El más excelso tabernáculo

Es posible que al llegar a este punto de la lectura sintamos que la conciencia nos acusa. Volvámonos entonces hacia la Santísima Virgen, en cuyo claustro virginal —el más perfecto de los tabernáculos— el Niño Jesús vivió durante nueve meses.

No es difícil imaginar su estado de espíritu en ese período de gestación. Por más que estuviese ocupada con sus tareas diarias o conversando con otras personas, todo su ser se concentraba en el Divino Huésped que traía dentro de sí. Ése es el verdadero recogimiento. Todos sus pensamientos, sentimientos y emociones convergían en Jesús, y, fuertemente apasionada por Él, lo adoraba en cuanto a Dios y lo amaba en cuanto Hijo suyo. Fue la única Madre que pudo amar a su Hijo con total intensidad sin el menor recelo de amarlo más que a Dios… porque era el propio Dios. Abismada en su humildad y en el completo olvido de sí misma, se consideraba como “Aquella que no es”, y reverenciaba continuamente a “Aquel que es”, en su seno purísimo. Magnífico espectáculo de humildad y excelsitud inconcebibles. Un corazón materno hecho de magnanimidad, del que suben y bajan movimientos grandiosos, semejantes a las olas del mar o al sonido de melodías celestiales… Unas veces se eleva en un arrebato por lo Infinito, otras se inclina lleno de ternura sobre el pequeño Infante.

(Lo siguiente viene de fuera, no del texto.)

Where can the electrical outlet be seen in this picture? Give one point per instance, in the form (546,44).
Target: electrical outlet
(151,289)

También yo, cuando comulgo, acojo en mi interior al Verbo Encarnado con su Cuerpo, Sangre, Alma y Divinidad, y allí permanece como en un trono, durante cierto tiempo. Con los ojos fijos en el ejemplo marial de compenetración y gratitud a Dios, me golpearé el pecho implorando perdón a Jesús por todas mis Comuniones gélidas y, dirigiéndome a la Santísima Virgen, le pediré: “Oh María, que identificabas tu pensamiento con el del Señor; que armonizabas tu vida con la suya; ¿qué piensas, Madre mía, de mi indiferencia para con Aquel que, siendo mi Creador y Redentor, me has dado por Hermano? ¡Oh Madre mía!, Tú que amas tanto a Jesús, haz que yo lo ame. Tú que lo puedes todo ante el Señor, obtenme que Él se apodere de mi corazón. ¡Amarlo es todo! ¡Adorarlo es todo! Si lo amo como debo, a ejemplo tuyo, la Eucaristía será el centro de mi existencia, el lugar sagrado de mi felicidad, la fuente de mi generosidad. ¡Oh Madre mía!, que esta sea tu obra en mi alma”. 2

NOTAS
1) Cf. SANTO TOMÁS DE AQUINO. De Sacramento Eucharistiæ. C.I.
2) MONSABRÉ, OP, Jacques-Marie-Louis. Le Mystère Eucharistique. In: Exposition du Dogme Catholique. Grâce de Jésus-Christ. II -Eucharistie. Carême 1884. 9.ed. Paris: P. Lethielleux, 1905, v.XII, p.5.
3) SANTO TOMÁS DE AQUINO. Suma Teológica. III, q.65, a.3.
4) SAN BEDA. In Marci Evangelium Expositio. L.IV, c.14: ML 92, 270.
5) FILLION, Louis-Claude. Vida de Nuestro Señor Jesucristo. Pasión, Muerte y Resurrección. Madrid: Rialp, 2000, v.III, p.100.
6) Cf. Idem, p.102.
7) MONSABRÉ, op. cit., p.21.
8) Cf. SANTO TOMÁS DE AQUINO. Suma Teológica. III, q.75, a.5. 9) Cf. Idem, q.81, a.2.